The invited ALERT Special Lecture during the ALERT Workshop 2017 will be presented by Prof. William G. Gray from University of North Carolina, Chapel Hill and University of Vermont, Burlington. The envisaged title of his talk is Systematic Description of Multiphase Flow in Porous Media. Find the abstract below.

The mathematical description of the behavior of the fluid and solid phases in porous media systems has evolved over the last 150 years primarily in concert with, and as limited by, experimental capabilities to measure physical system features. More recent theoretical approaches have advocated derivation of governing equations based on conservation and thermodynamic relations and rigorous mathematical tools. The resulting governing equations confirm that standard models are significant simplifications of more general equations. A more complete and consistent set of model equations includes dependence on parameters and quantities that are inaccessible using older experimental approaches. The extended theories, which include quantities such as interfacial areas per volume and which recognize the formation of disconnected phases, make demands on experimentalists to develop methods for accessing time-dependent deformation and distribution of phases in a system. The needed expertise is not to mine data in an effort to come up with correlations that describe the system behavior but to use the data to determine coefficient and function values in derived equations.
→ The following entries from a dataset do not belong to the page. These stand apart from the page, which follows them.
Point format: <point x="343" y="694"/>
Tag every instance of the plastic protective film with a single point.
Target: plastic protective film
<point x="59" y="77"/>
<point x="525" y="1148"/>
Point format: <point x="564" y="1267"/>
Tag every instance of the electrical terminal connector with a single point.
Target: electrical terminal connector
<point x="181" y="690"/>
Concurrently, access to advanced supercomputers provides the ability to simulate multiphase flows within porous systems at an intrapore scale. Knowledge gained from highly resolved studies sets the stage for supporting larger scale models of real systems. The recognition of the importance of phase distributions within a system provides a challenge both in simulating these distributions at a manageable scale and in parameterizing the models of the transient distributions. Here, we will highlight some of the challenges and opportunities for advancing physically-based, systematic theoretical descriptions of multiphase flow in porous media for practical usage.